5) Think outside the box. Don't just look for sponsorship from fitness related businesses. Talk to locally owned stores that you shop at, and if your still in school talk to bigger businesses in the area. All they can do is say no.

NASAKYCHAIRMAN
06-30-2009, 12:59 PM
I just read that article you wrote for BMF Sports. I recently wrote Inzer, but I don't want to hassle them. Can I expect them to reply to me one way or another within a few weeks? I know they have several people that are wondering the same thing. How long might a company go before letting you know? Is there a chance they might not correspond with me at all?

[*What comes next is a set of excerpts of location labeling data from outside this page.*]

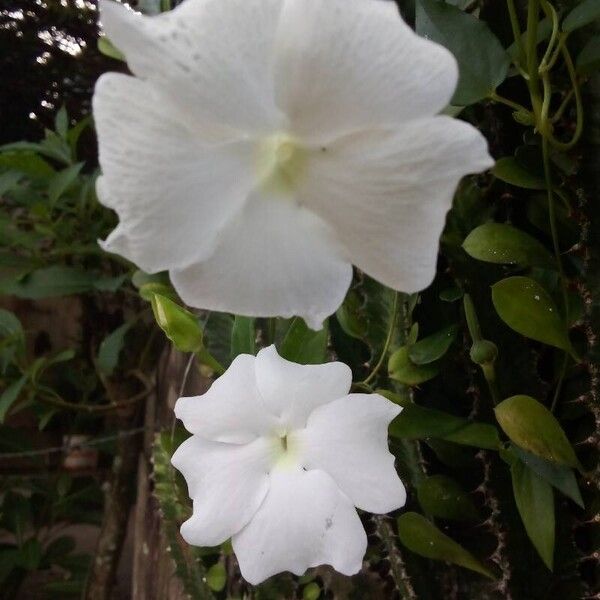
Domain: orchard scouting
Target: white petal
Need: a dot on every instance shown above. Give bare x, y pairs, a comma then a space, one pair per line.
348, 440
227, 482
212, 57
343, 66
304, 521
387, 194
232, 409
274, 259
172, 192
292, 391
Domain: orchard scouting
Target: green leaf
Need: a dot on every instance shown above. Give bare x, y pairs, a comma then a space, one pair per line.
432, 347
61, 122
30, 554
583, 14
9, 180
351, 317
507, 169
111, 347
216, 577
49, 283
10, 396
525, 306
544, 30
312, 591
588, 60
243, 336
441, 496
483, 63
422, 537
504, 244
531, 426
62, 181
535, 500
561, 477
419, 423
106, 47
401, 368
303, 345
179, 325
480, 435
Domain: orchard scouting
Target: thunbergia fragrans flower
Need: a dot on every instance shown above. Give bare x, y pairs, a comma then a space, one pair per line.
279, 457
265, 146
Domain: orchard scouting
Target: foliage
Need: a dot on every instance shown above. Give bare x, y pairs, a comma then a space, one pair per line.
495, 364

"Raise one hand if you've got haters / Raise both hands if you are greater."~~Keith Frank

If a company wants to sponsor you, they will contact you. I have wrote and emailed probably around 50 different companies over a 10 year span. A total of 7 said yes. Just keep knocking on that door and eventually it will open!! I'm always knocking because you can't have too many sponsors. Similar like NASCAR racing.

NASAKYCHAIRMAN
06-30-2009, 01:01 PM
Rob, JT, and Tom - thank you guys so much for your thoughts, opinions, and well wishes. Through the dialoge & questions I have a clearer vision for what I need to put together and how to go about it. JT - thanks for posting the link to your article. I found it informative and resourceful. Tom - I am going to utilize your ideas.

I am fortunate in many regards to live where I do (outside of traveling). I've lived here on and off for 10 or so years, graduated from college here, coached & taught here - and because I have always strived to treat people with respect and help others my quest will be easier.

Hopefully we will have several more posts with people sharing ideas and/or experiences. I also hope other lifters here can benefit from this information and put their own wheels in motion.

Good luck and don't accept no! Keeping knocking on that door!